By Jennifer Larson, contributor
January 5, 2012 - As 2012 begins, nurses are once again at the very top of the list of the nation’s most trusted professions.
For 21 years, the Gallup organization has conducted an annual poll that asks a selection of adults to rate the honesty and ethical standards of a series of professions. Nurses were included in the list of professions starting in 1999, and since then, nursing has topped the list every single year, except for one (2001).
The latest results, which were released in early December 2011, showed that nurses were not only at the top, but they tied their own record of positive responses. Eighty-four percent of the respondents rated nurses’ ethics and honesty as “very high or high.” Pharmacists rated a “very high or high” response rate of 73 percent, and medical doctors received 70 percent.
Amy Garcia, MSN, RN, chief programs officer for the American Nurses Association, noted that nurses are obligated to put the patient first, always, as stipulated by the Code of Ethics for Nurses. Nurses are charged with exemplifying caring, competence and service, and people respond positively to those qualities, she said.
“I think nurses are gratified that we have earned the trust of the public,” she said.
Judy Halstead, Ph.D., RN, president of the National League for Nursing, agreed.
“I think the public responds to nurses’ long-standing, demonstrated commitment to patient-centered care, which includes patients and their families (and) significant others,” she said. “They trust that nurses will listen to their concerns and serve as an advocate for their needs.”
But while the mantle of “most honest” or “most ethical” is indeed a great honor, nursing leaders said they are not content to simply enjoy it. There is still work to be done, on behalf of advancing the nursing profession and advocating for the best interests of patients.
“We have the responsibility to continually strive to ensure that we put the health of the nation and the health care interests of our patients first and foremost in the decisions that we make as a profession,” said Halstead.
Because they have earned the trust of the public, nurses must also work to ensure that their voices are represented at all policy decision-making tables, Halstead said.
According to Beverly Malone, Ph.D., RN, chief executive officer of the National League for Nursing, nurses need to be involved when decisions are being made, from the boards of trustees of local organizations on up to powerful national bodies.
“We do it because the public trusts us to be at the table,” she said.
She continued, “To me, mentoring is a huge piece of that. If I get to the table and then I don’t turn around and help others get to the table to mentor them and help them along…I’m not helping. So mentoring is a huge part of operationalizing the trust.”

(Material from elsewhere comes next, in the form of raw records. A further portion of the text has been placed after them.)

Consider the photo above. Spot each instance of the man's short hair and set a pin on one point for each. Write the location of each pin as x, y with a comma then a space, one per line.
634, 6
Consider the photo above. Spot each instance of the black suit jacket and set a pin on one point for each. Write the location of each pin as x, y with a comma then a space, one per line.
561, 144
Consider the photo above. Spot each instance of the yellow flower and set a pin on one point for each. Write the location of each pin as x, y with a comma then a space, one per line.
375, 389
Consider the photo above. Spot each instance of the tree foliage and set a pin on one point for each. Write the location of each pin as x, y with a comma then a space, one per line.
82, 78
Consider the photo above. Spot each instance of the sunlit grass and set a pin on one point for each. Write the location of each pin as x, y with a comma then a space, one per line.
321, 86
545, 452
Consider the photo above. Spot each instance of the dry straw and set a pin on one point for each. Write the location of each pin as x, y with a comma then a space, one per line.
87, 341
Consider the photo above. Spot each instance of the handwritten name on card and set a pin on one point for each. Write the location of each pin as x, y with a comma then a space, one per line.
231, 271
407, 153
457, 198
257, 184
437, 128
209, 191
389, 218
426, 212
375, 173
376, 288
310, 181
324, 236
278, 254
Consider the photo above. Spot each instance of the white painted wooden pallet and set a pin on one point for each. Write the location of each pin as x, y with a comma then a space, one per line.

But Sandy Summers, RN, MSN, MPH, executive director of The Truth About Nursing, said she hopes that nurses will not be afraid to work on earning greater respect. She encourages nurses to speak up about their professional responsibilities and really inform people about what they do on the job.
“Nurses just kind of hide; they hide what they do,” she said. “We need nurses to get out there and tell [people] about all the great work that they’re doing.”
Summers maintains a list of actions on The Truth About Nursing’s website for nurses to help them work toward that goal and promote nursing’s image (see http://www.truthaboutnursing.org/action/). For example, Summers suggested that nurses offer to participate in “health minute” broadcasts on local television and radio programs; as patient educators, nurses are a natural fit to do this type of education. She also suggests that nurses write op-eds and volunteer to let reporters shadow them at work for a day, to see what kind of work they do.
"We shouldn't limit ourselves to just the patients before us," she said. "We should speak to the wider world."
Halstead hopes that the profession’s reputation for trustworthiness and ethics will inspire young nurses.
“I think that nursing students and future nurses need to understand that being a member of the nursing profession brings with it a legal and ethical responsibility to always hold themselves to the highest level of professional accountability in the care they deliver to their patients,” she said.
And Garcia hopes that hospitals will be reminded by this recognition of the public’s trust in nurses of the need to provide safe staffing levels. Patients and their families are counting on nurses to be there for them, and hospitals can ensure that that continues to happen by providing enough nurses to do their jobs appropriately.
“The public expects it,” Garcia said.